Smart Variant Filtering

Overview

Smart Variant Filtering (SVF) uses machine learning algorithms trained on features from the existing Genome In A Bottle (GIAB) variant-called samples (HG001-HG005) to perform variant filtering (classification).

Smart Variant Filtering increases the precision of called SNVs (removes false positives) for up to 0.2% while keeping the overall f-score higher by 0.12-0.27% than in existing solutions. Indel precision is increased by up to 7.8%, while the f-score increase is in range of 0.1 to 3.2%.

Access the Smart Variant Filtering public project

To access the Smart Variant Filtering public project:

  1. Click Public projects in top navigation bar.
  2. Select Smart Variant Filtering, as shown below.

You'll be taken to the main dashboard of the Smart Variant Filtering public project.

Use the Smart Variant Filtering public project

All Seven Bridges Platform users automatically have copy permissions for this project. This means you can copy the available data to your own projects on the Platform to execute analyses.

You have the options to:

  • Copy the entire project - Start from the copied project and use available apps to filter a VCF file.
  • Select and copy a subset of the data to your own project - Use the selected data within your own analyses in your project.

Copy the entire project

  1. Access the public project by selecting Smart Variant Filtering from Public projects in the top navigation bar.
  2. Click the info icon next to the project title. Project information box is displayed.
  3. In the bottom-right part of the project information box, click Copy project.

  1. In the pop-up window, you can name your copy of the project, select a billing group and modify execution settings.
  2. Once you've customized the details, click Copy to copy the entire project.

You'll be redirected to the dashboard of your cloned project when it is ready, as shown below.

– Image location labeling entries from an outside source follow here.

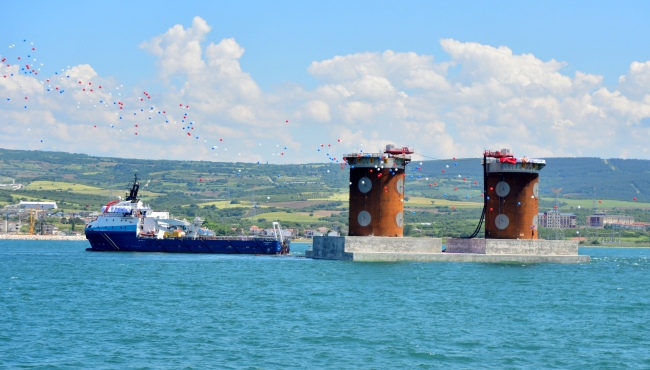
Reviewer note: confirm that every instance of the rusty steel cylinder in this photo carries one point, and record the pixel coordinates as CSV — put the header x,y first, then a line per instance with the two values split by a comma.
x,y
376,194
512,200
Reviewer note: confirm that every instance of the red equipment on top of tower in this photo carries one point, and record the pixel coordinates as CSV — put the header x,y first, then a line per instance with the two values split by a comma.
x,y
390,149
504,153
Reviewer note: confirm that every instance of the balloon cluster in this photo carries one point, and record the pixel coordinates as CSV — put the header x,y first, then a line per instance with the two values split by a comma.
x,y
134,113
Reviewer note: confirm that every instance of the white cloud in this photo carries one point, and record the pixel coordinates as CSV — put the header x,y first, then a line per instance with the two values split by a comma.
x,y
497,99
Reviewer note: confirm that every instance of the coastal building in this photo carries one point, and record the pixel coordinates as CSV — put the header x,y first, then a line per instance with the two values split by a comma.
x,y
600,219
49,229
10,227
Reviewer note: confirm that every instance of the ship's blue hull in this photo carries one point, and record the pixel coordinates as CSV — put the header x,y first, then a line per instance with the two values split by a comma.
x,y
102,240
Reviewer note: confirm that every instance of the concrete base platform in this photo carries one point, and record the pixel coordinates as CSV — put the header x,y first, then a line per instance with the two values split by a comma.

Learn more below on the available options once the project is copied.

Filter a VCF file

  1. Click the Apps tab.
  2. Click the run icon next to the Smart Variant Filtering tool.
  3. Click Select file(s) next to a file input and choose the files in the following manner (all input files are available after copying the public project):
  • Model for filtering SNVs or table to perform learning - choose model_7_features_snv.sav.
  • Model for filtering indels or table to perform learning - choose model_7_features_indel.sav.
  • VCF to be filtered - choose the VCF file that you want to filter.
  1. Click Run.

Once the task is completed, the output file, a filtered VCF file created by the tool, will be available in the Output column.

Filter large VCF files

To filter large VCF files, use the Apply Smart Variant Filtering Parallel workflow which performs filtering by parallelizing the process per chromosome. All required input files are available in your project after copying the public project.

  1. Click the Apps tab.
  2. Click the run icon next to the Apply Smart Variant Filtering Parallel workflow, which will create a draft task.
  3. Click Select file(s) next to a file input and choose the files in the following manner:
  • dbsnp - choose dbsnp_147.tab.vcf.gz
  • genome_bed_file_for_scatter - choose human_g1k_v37_decoy.breakpoints.bed
  • indel_model - choose model_6_features_indel.sav
  • reference - choose human_g1k_v37_decoy.fasta
  • snv_model - choose model_6_features_snv.sav
  • vcf - choose the VCF that you want to filter.
  1. Click Run.

Once the task is completed, the output file, a filtered VCF file created by the workflow, will be available in the Output column.

Train a model

To train a model that will be used for filtering a VCF, use the Smart Variant Filtering tool and provide it with tables which contain the features. All required input files are available in your project after copying the public project.

  1. Click the Apps tab.
  2. Click the run icon next to the Smart Variant Filtering tool.
  3. Click Select files next to a file input and choose the files in the following manner:
  • Model for filtering SNVs or table to perform learning - choose annotated_HG003_oslo_exome.tab.vcf_SNVs.table
  • Model for filtering indels or table to perform learning - choose annotated_HG003_oslo_exome.tab.vcf_indels.table
  • VCF to be filtered - choose the VCF file that you want to filter.
  1. In the App Settings column specify the machine learning algorithms:
  • Machine learning algorithm for SNVs and its params - enter the classifier as well as the parameter set as comma separated values (e.g. MLP,250,logistic,sgd)
  • Machine learning algorithm for Indels and its params - enter the classifier as well as the parameter set as comma separated values (e.g. MLP,250,logistic,sgd)
  1. Click Run.

Once the task is completed, the output file will be available in the Output column. The result is a trained model for both SNVs and indels.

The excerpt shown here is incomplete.